Para cualquier tipo de fotógrafo, existe una cosa que imprescindible para realizar su trabajo, me refiero a la luz. La luz es ante todo lo que nos permite ver la realidad, con sus colores y con las formas de las cosas, es uno de los elementos imprescindibles de la vida humana y, por ello, desde siempre ha sido fuente de significaciones simbólicas: las tinieblas se asocian al mal, la oscuridad es el lugar del miedo, mientras que la luz sugiere conocimiento, la paz y la serenidad.
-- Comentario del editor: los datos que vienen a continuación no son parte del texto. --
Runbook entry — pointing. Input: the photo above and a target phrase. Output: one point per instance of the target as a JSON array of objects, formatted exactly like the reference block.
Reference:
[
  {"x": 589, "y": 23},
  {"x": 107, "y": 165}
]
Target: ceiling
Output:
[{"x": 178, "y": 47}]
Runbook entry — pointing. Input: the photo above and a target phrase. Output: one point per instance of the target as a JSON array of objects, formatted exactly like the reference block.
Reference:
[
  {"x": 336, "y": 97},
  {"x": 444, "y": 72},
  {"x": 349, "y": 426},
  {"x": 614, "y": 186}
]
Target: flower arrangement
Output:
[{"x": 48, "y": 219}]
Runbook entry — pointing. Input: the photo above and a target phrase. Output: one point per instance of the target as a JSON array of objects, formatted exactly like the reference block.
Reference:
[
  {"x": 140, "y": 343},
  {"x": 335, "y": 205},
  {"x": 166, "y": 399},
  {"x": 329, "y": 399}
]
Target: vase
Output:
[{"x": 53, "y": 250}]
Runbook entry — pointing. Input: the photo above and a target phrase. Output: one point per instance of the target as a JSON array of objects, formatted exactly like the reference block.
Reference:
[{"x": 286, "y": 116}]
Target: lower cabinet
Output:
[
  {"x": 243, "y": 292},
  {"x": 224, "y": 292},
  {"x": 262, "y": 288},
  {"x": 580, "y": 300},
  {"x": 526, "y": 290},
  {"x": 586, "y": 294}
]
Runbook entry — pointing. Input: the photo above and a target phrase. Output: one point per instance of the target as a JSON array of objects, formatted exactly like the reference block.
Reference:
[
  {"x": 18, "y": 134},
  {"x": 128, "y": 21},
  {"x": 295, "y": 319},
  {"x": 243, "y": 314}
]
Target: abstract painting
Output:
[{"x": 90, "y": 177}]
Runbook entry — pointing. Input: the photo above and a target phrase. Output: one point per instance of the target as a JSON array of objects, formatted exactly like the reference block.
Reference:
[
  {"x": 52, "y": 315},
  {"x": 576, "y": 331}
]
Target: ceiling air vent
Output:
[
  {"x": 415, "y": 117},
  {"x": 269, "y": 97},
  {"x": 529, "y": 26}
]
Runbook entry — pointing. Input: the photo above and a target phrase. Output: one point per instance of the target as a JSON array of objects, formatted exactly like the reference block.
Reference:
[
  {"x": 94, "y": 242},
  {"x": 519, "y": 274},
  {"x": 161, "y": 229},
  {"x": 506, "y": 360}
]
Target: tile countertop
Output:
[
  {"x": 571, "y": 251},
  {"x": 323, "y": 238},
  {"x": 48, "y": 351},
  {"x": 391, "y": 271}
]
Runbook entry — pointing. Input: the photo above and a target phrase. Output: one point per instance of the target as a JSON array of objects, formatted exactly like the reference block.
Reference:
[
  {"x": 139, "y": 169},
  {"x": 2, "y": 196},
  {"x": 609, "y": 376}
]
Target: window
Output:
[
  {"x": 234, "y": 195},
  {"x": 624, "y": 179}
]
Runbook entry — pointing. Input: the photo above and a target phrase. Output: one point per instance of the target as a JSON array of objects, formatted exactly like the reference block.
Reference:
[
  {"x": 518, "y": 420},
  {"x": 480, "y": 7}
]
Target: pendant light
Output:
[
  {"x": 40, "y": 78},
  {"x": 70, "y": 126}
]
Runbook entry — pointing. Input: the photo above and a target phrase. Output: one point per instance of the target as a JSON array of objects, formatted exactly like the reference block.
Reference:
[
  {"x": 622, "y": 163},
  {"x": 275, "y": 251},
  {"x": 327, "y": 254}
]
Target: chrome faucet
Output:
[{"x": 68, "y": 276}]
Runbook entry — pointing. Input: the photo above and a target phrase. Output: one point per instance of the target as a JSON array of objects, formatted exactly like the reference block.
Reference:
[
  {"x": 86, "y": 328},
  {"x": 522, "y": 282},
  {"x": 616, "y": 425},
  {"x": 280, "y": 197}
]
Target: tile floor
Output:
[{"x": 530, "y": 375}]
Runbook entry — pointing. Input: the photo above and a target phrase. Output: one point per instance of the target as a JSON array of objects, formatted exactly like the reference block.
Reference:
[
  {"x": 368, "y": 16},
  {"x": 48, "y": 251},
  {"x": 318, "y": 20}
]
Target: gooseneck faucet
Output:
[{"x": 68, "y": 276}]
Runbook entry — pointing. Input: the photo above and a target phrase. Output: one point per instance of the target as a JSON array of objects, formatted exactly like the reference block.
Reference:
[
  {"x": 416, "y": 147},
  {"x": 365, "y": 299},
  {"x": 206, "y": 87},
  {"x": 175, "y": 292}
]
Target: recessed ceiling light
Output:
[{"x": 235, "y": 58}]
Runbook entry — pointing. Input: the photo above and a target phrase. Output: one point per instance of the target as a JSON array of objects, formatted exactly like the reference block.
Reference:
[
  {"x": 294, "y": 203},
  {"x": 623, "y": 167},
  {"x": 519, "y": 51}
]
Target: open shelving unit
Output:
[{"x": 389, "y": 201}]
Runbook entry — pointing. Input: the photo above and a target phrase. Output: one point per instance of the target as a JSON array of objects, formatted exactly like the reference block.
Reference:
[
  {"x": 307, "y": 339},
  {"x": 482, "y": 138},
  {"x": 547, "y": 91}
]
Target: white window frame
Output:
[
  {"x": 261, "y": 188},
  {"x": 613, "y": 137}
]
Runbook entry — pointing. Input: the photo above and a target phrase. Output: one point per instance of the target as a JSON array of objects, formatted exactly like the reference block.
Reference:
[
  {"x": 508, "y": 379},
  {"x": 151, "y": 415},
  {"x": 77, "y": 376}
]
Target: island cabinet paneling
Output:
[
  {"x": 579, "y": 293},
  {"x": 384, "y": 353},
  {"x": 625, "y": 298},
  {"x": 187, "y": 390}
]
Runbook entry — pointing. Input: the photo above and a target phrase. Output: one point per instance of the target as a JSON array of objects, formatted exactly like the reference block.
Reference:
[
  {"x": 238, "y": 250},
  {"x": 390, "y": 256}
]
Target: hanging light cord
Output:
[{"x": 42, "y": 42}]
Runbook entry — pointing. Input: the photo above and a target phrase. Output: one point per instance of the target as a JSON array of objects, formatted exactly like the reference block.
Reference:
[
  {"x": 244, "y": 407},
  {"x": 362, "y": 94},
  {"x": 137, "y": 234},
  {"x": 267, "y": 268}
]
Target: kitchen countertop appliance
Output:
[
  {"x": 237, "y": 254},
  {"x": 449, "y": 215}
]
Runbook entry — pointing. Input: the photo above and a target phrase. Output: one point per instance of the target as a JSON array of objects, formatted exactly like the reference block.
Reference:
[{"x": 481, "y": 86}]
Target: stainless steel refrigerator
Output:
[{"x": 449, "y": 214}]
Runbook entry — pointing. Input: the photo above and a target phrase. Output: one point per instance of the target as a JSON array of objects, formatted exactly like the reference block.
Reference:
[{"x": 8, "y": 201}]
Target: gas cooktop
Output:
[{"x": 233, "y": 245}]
Esto deriva del hecho de si no hubiera luz no podríamos ver nada. Gracias a las ondas luminosas, cuya naturaleza es todavía sujeto de estudio abierto de la física, podemos percibir la realidad a nuestro alrededor. De hecho, los colores no son más que el resultado del reflejo de la luz sobre los objetos: todo cuerpo retiene unas ondas luminosas y refleja las demás. Las distintas longitudes de onda reflejadas impactan sobre la retina, que se encuentra en el interior del ojo y transmite a través del nervio óptico la información al cerebro, que interpreta cada impulso específico como color.

Colores

Los objetos que reflejan todas las longitudes de onda nos parecen blancos, mientras que los que las absorben todas resultan negros. Se dice que un objeto tiene un determinado color cuando, iluminado por una luz considerada blanca genera en el observador una “percepción cromática”.

Las gradaciones cromáticas

No sólo las cosas son de colores, sino que la luz misma también puede tener gradaciones cromáticas: cualquier luz que contenga todas las radiaciones monocromáticas se percibe como coloreada, mientras que la luz solar lleva en sí misma todas las longitudes de onda en una proporción tal que nos aparece como blanca. Haciendo pasar la luz por un prisma de vidrio se obtiene la descomposición de la luz en todas sus longitudes de onda, del rojo oscuro al morado oscuro, y si hacemos pasar estos rayos por otro prisma, el rayo se recompone y aparece de nuevo blanco.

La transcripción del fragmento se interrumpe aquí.